A late summer decision by the Arizona Supreme Court has drastically changed the way the state perceives medical malpractice cases when they ruled that all medical malpractice lawsuits which involve unclear cases of injury or death cannot proceed without relevant sufficient expert witness testimony delivery guidance for jurors.

The original case was nearly a decade old, originating from a 2012 death of a young boy, age four, who was directed home by a surgery center after being under close supervision for 30 minutes to an hour after a tonsillectomy as well as an additional procedure that included administration of general anesthesia. When he was sent to anesthesia post-operative center he was awake and crying.

After the boy was sent home he went directly to bed. Two hours later he was not breathing.

In the case the plaintiff sued with an expert opinion that the doctor was below the standard of care by releasing the boy too early. The Surgery Center argued that the standard of care expert failed to demonstrate that the surgery center’s actions directly caused the young boy’s death.

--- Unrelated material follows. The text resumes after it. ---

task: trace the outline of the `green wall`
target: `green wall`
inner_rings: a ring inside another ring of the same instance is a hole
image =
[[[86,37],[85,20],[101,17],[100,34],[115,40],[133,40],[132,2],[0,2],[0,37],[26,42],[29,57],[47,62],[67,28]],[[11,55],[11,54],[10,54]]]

The plaintiff argued that the cause of death was obvious and no expert causation testimony was needed.

The court thought differently.

In their summary judgement, the trial court ruled that the expert’s testimony did not establish legal cause and the legal issue of if the young boy could have lived with an extended observation period was above the knowledge base of the average juror, so expert testimony was required.

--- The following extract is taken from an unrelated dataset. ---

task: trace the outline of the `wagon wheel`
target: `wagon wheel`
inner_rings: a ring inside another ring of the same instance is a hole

The Arizona court of appeals reversed the trial court’s ruling, stating that an average jury could find the standard length of observation is usually three hours and the direct time inconsistency would lead to an inference that early discharge was the probable cause of death.

The Supreme Court threw out the court of appeals’ decision and ordered that the initial summary judgement be reinstated. The court cited that in the state of Arizona, medical malpractice cases must have causation established by expert testimony unless the cause is ‘readily apparent.’

They cited that even the plaintiff’s own expert did not say that an extended observation period would have prevented the young boy’s death, and testified that the surgery center would have had an opportunity to resuscitate the child. The court ruled that this statement was not sufficient enough information to prove direct causation.

In their ruling statement, the court said, “In a case where the standard of care or the cause of death is disputed on a matter requiring medical knowledge to resolve, it is difficult, if not impossible, to imagine a situation where lay jurors, untrained in medicine or medical procedure, could properly determine liability absent expert guidance.”